Martin gave Bobby another of those glances of deep, smouldering wrath that seemed to tell so plainly of strong passions held strongly in reserve.
“I don’t see why you want to dig all this up,” he said. “I don’t see what it has to do with you. I suppose you could find out anyhow. It’s a long story. Aunt got bitten one time with the Hitler bug. Thought it was wonderful how he cured unemployment, and why couldn’t some one do the same here? So she tacked on to the Blackshirt crew, but of course, no decent-minded person could stand that lot for long. But she still worried a lot about unemployment. There was plenty of it round about here. Uncle told her it was part of the order of things. Good times, bad times, and one had to be balanced against the other. Sometimes a man made money and sometimes he lost it. Sometimes
a man had a job and sometimes he hadn’t. We all had to take it as it came, rich and poor alike. Aunt still thought it was worse for a man to go hungry than for a man to have to give up a Rolls-Royce for an Austin Seven. Then she got bitten with one of these new political fads. Some one she knew there told her about some new political movement—Common Good or Common Wealth or something. I don’t know anything about it myself. Politics are mostly bunk. Anyhow, just before her death she sent a book about it to old Dan Edwardes, and he fell for it rather heavily.”
“Was it a book called ‘What It Will Be Like’?” Bobby asked.
“Oh, you’re on that, too, are you?” Martin asked, frowning. “Know it all, don’t you?”
“No,” said Bobby. “There’s a copy, though, in the study. Apparently Mr Edwardes sent it to Mr Weston.”
“Oh, did he, though?” exclaimed Martin, surprised. “I expect that’s what uncle meant when he called Edwardes crazy. I daresay the book is crazy, for that matter. I don’t know. But I doubt if uncle would be impressed.”

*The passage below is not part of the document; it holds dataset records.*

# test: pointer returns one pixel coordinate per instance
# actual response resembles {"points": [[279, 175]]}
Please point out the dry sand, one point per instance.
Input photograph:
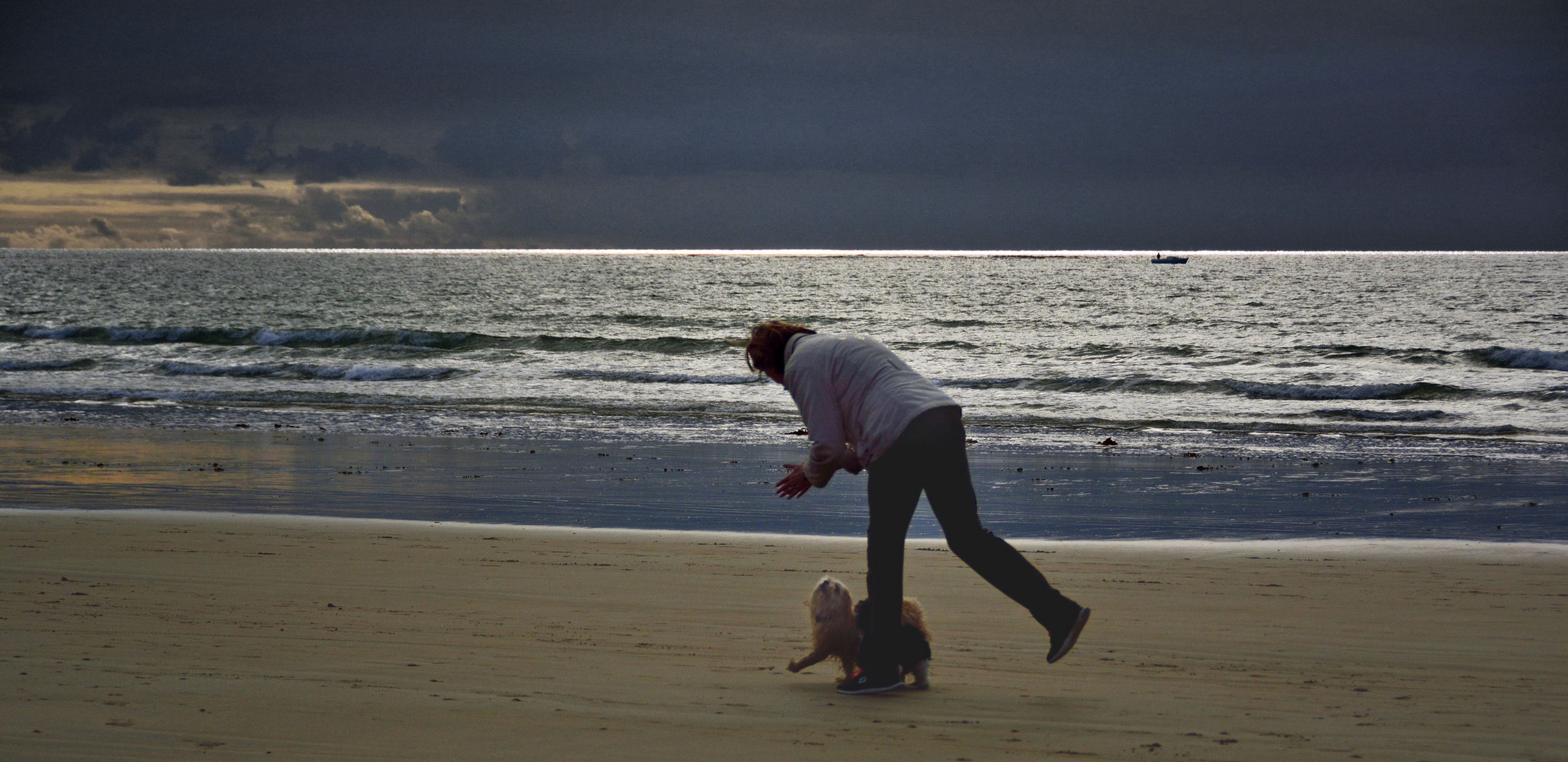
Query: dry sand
{"points": [[164, 636]]}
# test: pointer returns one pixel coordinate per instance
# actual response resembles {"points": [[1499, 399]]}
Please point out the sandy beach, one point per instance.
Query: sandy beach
{"points": [[173, 636]]}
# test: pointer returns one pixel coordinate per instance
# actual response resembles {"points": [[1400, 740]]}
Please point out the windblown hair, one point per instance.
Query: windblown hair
{"points": [[766, 349]]}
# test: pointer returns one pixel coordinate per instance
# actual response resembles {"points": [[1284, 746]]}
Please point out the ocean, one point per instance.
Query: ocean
{"points": [[1435, 358]]}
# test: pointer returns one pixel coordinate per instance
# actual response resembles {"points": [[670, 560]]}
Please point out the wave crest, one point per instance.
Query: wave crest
{"points": [[1520, 358]]}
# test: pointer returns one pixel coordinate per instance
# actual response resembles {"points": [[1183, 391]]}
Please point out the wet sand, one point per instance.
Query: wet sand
{"points": [[181, 636], [1097, 492]]}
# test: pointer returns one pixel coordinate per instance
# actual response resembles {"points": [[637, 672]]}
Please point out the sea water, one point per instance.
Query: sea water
{"points": [[1250, 396], [1445, 353]]}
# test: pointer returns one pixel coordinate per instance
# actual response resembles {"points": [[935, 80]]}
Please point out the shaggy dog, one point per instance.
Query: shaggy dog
{"points": [[838, 626]]}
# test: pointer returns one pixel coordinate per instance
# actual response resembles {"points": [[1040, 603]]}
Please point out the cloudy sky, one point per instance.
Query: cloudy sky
{"points": [[789, 124]]}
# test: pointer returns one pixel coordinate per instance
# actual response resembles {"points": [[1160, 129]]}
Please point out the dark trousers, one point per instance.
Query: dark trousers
{"points": [[930, 456]]}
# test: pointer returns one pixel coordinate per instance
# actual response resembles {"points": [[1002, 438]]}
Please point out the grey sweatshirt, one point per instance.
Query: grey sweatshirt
{"points": [[855, 397]]}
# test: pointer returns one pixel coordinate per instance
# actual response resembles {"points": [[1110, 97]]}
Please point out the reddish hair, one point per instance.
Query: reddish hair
{"points": [[766, 349]]}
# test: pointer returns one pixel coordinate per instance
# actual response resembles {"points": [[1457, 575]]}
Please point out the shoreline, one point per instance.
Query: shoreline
{"points": [[1368, 548], [188, 636], [1057, 496]]}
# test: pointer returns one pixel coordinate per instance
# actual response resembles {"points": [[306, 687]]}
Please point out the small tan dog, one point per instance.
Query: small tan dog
{"points": [[836, 632]]}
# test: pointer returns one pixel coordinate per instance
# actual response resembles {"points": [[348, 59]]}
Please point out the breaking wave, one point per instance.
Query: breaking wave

“He wasn’t,” Bobby agreed. “Not if the marginal comments in it are his. Do you think Mr Edwardes wanted to put the ideas in the book, whatever they are, into practice?”
“That’s about it.”
“But surely he couldn’t without Mr Weston’s full consent?”
“Well, you see,” Martin explained, though with some hesitation, “that’s where my block of shares comes in. The total ordinary share capital is £50,000 in one-pound shares. And it is only the ordinary shares that have voting powers. Uncle held twenty thousand. Old Dan Edwardes holds the same. Now I have five thousand. The odd five thousand are held in small lots by various people. That means, you see, that Mr Edwardes and I hold exactly half the votes. To balance us, if we came in together—I don’t know that that’ll happen: I shall have to know more about it—but if we did uncle would have had to get control of every single other share outstanding to stop us. Impossible, of course.”